To determine the enrichment of neuronally expressed RNA-binding proteins on gene transcripts, raw HITS-CLIP reads derived from the mouse brain were obtained from publically available datasets in the GEO repository (listed below). The quality of raw reads were assessed with FastQC[63] and contaminants were removed using Trimgalore[64] with parameters ‘-q 15 --length 20 --stringency 5′. Remaining reads were aligned to a mouse reference genome derived from the Ensembl v75 archived assembly using STAR (version 2.5)[60] with parameters ‘--outFilterMultimapNmax 1 --outFilterScoreMinOverLread 0 --outFilterMatchNminOverLread 0.5 --alignEndsType Local’. Replicates were merged and then subsampled to match the sample with the lowest library size. Genome annotation from Ensembl v75 and in-house developed scripts facilitated the calculation of RNA binding protein coverage in gene models. Genes not included in Groups A-H (Figure 4f) were filtered out. For k-means clustering of RBPs, raw read counts were first normalized using the variance stabilizing transformation function in “DESeq2”[62], and the R packages “factoextra”, “cluster”, and “NbClust” were used to perform a Silhouette coefficient analysis and cluster genes based on the optimal k number of clusters. The Kruskal-Wallis test, followed by a post-hoc Wilcoxon Rank Sum Test with Holm’s correction for multiple comparisons, was used to identify statistically significant differences in RNA-binding protein enrichment within each gene cluster. RBP gene clusters were then used to perform One-tailed Fisher’s Exact Test with genes from Groups A-H to identify RBP enrichments that significantly associate with genes displaying subcellular differences in gene expression changes in R106W mutant mice.

Functional Enrichment of Differentially Expressed Genes

For DAVID gene ontology, a list of differentially expressed protein-coding genes was compared to a background list of actively expressed protein-coding genes from their respective cell type. Statistically significant terms (Benjamini P < 0.01, FDR < 0.05) were plotted for Figures S3C-D. For Gene Set Enrichment Analysis (GSEA), we performed a seeded, pre-ranked GSEA from lists of differentially expressed protein-coding genes (ranked by fold change) using the September 2015 Mouse GO Gene Set Release (http://download.baderlab.org/EM_Genesets/September_24_2015/Mouse/). GSEA network associations (P-value < 0.1, Q-value < 0.1) were visualized using the Enrichment Map application (v2.0.1) in Cytoscape (v3.2.1)[65,66], and clustered using gene set overlap coefficients.

Principal Components Analysis (PCA)

PCA analyses were performed with the top 500 genes exhibiting the highest row variance using the “plotPCA” function in the R package “DESeq2”. Principal components were plotted using Graphpad Prism version 6.0 for Mac (GraphPad Software, La Jolla California USA, www.graphpad.com).

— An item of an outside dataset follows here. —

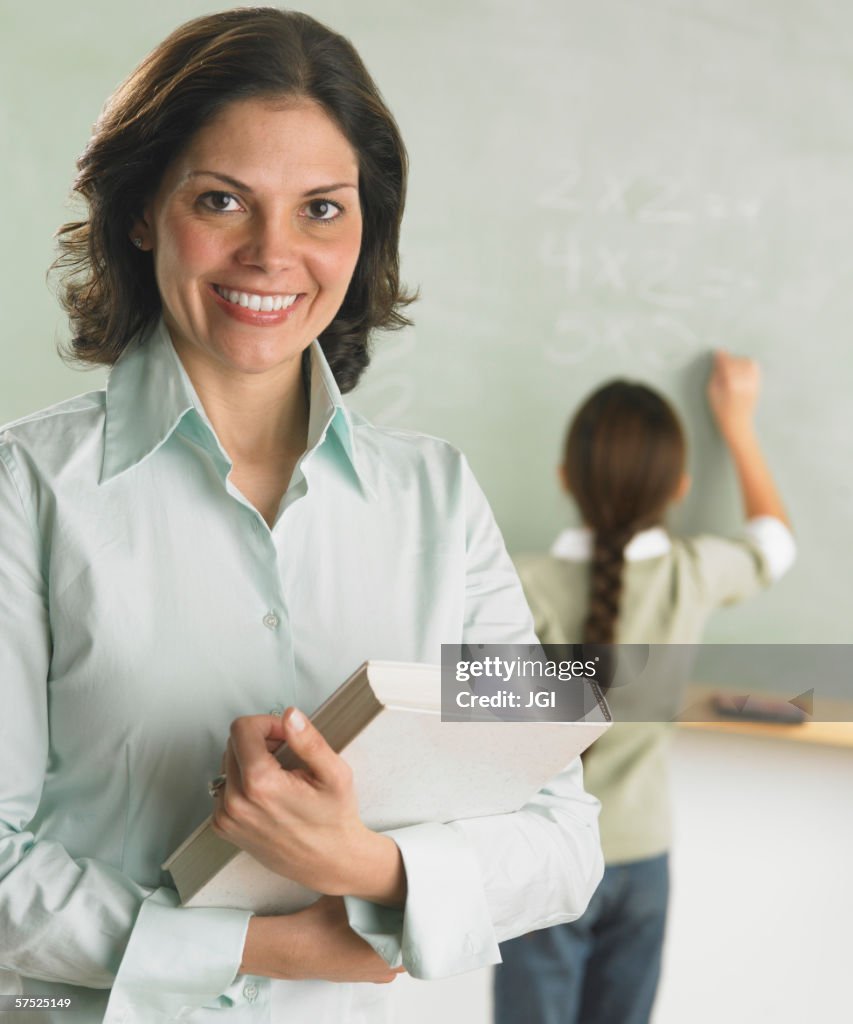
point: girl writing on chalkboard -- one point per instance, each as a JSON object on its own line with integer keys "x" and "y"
{"x": 623, "y": 579}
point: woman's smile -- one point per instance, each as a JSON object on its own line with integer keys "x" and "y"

Determination of Actively Expressed Genes

Actively expressed genes for excitatory and inhibitory neurons were determined by calculating the normalized FPKM (zFPKM) and using ZFPKM ≥ 3 for the active gene cutoff as previously described[67].

Statistical Analyses

Statistical analyses were performed using Graphpad Prism version 6.0 for Mac (GraphPad Software, La Jolla California USA, www.graphpad.com) and R[68]. No statistical method was used to estimate sample size, as pre-specified effect sizes were not assumed. No animals or samples were excluded from analyses. Individual statistical tests are fully stated in the main text or figure legends. Comparisons of normally distributed data consisting of two groups with equal variances (F-test equality of variance P > 0.05) were analyzed using Student’s T-test, and unequal variances (F-test equality of variance P < 0.05) using Students T-test with Welch’s correction for unequal variance. Comparisons of normally distributed data consisting of three or more groups were analyzed using One-way ANOVA with the appropriate post-hoc test. Comparison of two or more factors across multiple groups was analyzed using a Two-way ANOVA with Sidak’s correction for multiple comparisons. Comparisons of non-normally distributed data were analyzed using the Mann-Whitney/Wilcoxon test (two groups) or the Kruskal-Wallis test (three or more groups) with the appropriate post-hoc test. For multiple comparisons, all p-values are adjusted using the Holm-Bonferroni correction unless otherwise indicated. Experimental design and analytical details are also listed in the Life Sciences Reporting Summary.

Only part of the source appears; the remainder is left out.